With the economic rise of China and other East-Asian nations, the old Nokia about 10 years ago had big problems, because a lot of manufacturing facilities of Nokia phones were based in Europe. The huge part of electronics manufacturing globally has already moved to China, and that led to the rise of Chinese smartphone maker that could offer the same or sometimes better devices on paper for the lesser price around the globe.

India, as a natural competitor to China, also started implementing programs to safeguard their economy from the influence of China. One aspect of that is manufacturing of mobile phones, were India is trying to force manufacturers (via duties, taxes, tax breaks, etc.) to move as much of the supply chain and assembly to India.

HMD Global, the marker of Nokia phones, already makes all their phones available on the Indian market in India. But what does “make in India” mean? Well, mostly assembly of imported components from China. As Counterpoint Research points out, India imported $13 billion worth of mobile phone components in 2018. The local manufacturing of some parts and local assembly still adds value to Indian economy and brings the prices of phones down compared if they were imported, but more locally manufactured components is the goal.
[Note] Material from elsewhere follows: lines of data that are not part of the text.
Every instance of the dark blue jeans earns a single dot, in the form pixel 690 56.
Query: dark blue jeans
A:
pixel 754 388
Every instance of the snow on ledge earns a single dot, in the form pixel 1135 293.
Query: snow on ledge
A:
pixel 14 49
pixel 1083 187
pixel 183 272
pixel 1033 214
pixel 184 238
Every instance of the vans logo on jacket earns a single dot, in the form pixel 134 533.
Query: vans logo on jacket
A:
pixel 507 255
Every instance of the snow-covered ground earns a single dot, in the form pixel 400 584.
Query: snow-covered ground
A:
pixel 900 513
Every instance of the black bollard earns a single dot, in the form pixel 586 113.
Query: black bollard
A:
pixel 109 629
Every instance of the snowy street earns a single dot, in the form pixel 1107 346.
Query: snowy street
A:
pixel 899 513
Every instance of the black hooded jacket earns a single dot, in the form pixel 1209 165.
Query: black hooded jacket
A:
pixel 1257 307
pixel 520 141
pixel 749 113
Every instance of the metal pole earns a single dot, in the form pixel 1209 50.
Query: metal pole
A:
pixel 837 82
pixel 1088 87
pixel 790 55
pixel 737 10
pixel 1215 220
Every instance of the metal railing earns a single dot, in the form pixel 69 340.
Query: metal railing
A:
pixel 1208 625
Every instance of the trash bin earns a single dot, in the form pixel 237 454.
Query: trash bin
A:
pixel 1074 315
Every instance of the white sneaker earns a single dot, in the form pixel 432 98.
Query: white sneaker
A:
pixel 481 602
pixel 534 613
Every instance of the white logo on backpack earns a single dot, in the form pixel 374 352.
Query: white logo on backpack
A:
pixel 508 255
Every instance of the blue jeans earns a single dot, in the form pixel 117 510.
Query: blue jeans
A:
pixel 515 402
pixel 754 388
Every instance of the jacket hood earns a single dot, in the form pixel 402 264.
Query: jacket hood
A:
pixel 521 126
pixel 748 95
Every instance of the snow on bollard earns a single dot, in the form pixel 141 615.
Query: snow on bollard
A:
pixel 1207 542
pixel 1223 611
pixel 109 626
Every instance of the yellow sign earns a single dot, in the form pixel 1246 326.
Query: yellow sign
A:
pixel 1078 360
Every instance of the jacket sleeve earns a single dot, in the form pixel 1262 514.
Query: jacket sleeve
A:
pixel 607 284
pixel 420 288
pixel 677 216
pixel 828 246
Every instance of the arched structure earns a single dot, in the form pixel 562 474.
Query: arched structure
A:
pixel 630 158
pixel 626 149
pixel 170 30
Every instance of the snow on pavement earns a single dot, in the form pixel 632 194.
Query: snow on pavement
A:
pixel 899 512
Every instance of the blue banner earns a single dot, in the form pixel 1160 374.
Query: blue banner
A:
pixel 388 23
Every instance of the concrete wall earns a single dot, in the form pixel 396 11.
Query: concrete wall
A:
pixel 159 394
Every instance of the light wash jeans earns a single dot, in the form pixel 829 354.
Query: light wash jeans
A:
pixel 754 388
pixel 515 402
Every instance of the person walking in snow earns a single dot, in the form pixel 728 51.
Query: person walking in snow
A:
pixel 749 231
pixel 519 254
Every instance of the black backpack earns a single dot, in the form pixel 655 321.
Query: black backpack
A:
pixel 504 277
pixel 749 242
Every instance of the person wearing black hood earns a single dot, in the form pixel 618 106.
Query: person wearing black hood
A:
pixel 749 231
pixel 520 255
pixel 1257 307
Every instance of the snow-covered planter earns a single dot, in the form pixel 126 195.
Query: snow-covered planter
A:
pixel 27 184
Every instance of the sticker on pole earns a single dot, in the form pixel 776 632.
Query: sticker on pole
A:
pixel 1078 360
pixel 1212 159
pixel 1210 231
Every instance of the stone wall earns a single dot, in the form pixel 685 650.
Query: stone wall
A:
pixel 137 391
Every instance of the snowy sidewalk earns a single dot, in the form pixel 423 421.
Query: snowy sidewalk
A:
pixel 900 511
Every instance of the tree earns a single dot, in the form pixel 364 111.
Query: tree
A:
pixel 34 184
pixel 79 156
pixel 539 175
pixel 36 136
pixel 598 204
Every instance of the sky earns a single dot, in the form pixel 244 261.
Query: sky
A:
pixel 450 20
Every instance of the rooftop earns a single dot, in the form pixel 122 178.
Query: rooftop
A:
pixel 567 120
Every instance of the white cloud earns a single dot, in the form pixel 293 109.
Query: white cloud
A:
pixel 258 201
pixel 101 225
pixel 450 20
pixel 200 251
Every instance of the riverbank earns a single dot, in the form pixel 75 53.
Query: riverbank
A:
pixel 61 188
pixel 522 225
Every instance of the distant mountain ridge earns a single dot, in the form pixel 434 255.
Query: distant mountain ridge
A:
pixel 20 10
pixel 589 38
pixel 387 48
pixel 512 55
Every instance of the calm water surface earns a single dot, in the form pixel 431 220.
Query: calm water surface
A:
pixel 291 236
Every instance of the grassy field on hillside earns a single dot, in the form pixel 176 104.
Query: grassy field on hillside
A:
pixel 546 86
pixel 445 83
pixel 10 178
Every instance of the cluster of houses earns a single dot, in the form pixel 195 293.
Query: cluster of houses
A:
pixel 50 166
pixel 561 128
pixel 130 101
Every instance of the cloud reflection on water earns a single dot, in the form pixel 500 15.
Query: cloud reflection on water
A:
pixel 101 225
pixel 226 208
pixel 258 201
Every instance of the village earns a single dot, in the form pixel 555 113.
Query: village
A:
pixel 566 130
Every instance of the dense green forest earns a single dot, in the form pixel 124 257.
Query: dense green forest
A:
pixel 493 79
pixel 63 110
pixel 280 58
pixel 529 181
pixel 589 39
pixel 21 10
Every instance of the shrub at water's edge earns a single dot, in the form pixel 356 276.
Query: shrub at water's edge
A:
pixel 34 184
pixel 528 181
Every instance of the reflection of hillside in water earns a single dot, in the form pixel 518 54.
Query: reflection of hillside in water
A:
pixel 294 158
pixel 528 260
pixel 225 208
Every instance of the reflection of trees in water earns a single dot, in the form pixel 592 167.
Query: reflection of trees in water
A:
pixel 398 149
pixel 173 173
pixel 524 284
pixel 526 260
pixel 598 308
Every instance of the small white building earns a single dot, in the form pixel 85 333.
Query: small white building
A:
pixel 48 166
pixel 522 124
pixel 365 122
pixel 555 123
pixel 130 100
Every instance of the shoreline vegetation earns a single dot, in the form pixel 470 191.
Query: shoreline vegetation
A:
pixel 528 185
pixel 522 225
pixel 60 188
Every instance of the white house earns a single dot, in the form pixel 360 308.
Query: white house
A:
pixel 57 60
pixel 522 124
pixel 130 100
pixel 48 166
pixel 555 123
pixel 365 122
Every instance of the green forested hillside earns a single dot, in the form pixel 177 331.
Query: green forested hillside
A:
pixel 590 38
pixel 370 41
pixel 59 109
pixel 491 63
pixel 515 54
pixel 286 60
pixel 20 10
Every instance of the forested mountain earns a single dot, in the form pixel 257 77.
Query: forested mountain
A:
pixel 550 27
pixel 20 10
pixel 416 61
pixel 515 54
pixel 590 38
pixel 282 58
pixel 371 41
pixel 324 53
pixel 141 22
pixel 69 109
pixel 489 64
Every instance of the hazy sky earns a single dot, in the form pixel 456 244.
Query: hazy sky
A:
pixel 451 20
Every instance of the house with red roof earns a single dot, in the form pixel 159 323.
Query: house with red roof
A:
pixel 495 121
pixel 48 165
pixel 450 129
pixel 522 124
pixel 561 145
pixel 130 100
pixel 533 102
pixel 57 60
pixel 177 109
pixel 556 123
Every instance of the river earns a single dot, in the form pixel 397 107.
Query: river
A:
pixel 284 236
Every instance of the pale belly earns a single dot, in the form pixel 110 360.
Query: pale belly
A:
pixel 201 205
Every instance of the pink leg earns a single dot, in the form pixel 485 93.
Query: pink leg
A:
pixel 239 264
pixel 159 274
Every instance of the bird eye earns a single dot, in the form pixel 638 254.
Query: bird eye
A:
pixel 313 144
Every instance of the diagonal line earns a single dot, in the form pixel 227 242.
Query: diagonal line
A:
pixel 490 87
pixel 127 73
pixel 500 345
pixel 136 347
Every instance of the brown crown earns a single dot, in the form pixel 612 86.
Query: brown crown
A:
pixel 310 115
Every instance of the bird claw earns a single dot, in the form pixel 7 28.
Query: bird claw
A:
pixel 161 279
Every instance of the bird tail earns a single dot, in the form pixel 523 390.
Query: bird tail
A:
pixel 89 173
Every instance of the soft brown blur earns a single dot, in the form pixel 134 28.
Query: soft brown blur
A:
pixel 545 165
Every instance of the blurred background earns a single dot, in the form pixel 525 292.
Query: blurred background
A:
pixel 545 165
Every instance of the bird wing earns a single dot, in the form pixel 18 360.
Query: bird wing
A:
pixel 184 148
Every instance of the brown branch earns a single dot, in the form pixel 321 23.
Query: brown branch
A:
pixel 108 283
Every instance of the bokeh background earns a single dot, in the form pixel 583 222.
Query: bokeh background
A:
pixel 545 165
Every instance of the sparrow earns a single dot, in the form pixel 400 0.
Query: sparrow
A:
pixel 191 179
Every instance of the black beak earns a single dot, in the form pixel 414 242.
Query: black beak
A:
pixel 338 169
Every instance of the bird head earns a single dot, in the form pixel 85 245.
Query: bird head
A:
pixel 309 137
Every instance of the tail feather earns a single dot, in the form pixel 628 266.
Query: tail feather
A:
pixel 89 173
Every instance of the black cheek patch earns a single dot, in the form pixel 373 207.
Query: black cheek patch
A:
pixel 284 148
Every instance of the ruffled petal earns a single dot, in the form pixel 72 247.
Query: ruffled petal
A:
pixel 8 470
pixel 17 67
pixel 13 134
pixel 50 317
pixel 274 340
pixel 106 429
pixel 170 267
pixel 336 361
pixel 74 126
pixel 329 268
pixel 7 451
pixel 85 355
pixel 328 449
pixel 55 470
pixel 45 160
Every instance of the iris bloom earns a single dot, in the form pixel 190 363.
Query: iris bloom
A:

That means companies that make displays, and other components have to move to India, not just the phone manufacturers.

That’s why HMD Global, according to Economic Times, is finalising the plans of increasing the sourcing of components from local origin in India. Meaning, less parts imported from China, Vietnam or Indonesia, which brings the cost of phones down, allows a device to be faster out on the market and, I hope, will make components locally more available for repairs.

HMD Global isn’t the only company struggling and trying to improve their manufacturing capabilities in India. As Counterpoint points out, Reliance Jio imported 40% of their Jio Phones in 2018, with other companies facing similar challenges. Moving the supply chain is a long-term process, and that could also be the reason Indian authorities will likely postpone the duties on touchscreens and other components (you can check in the table above) that were supposed to be implemented this or next year.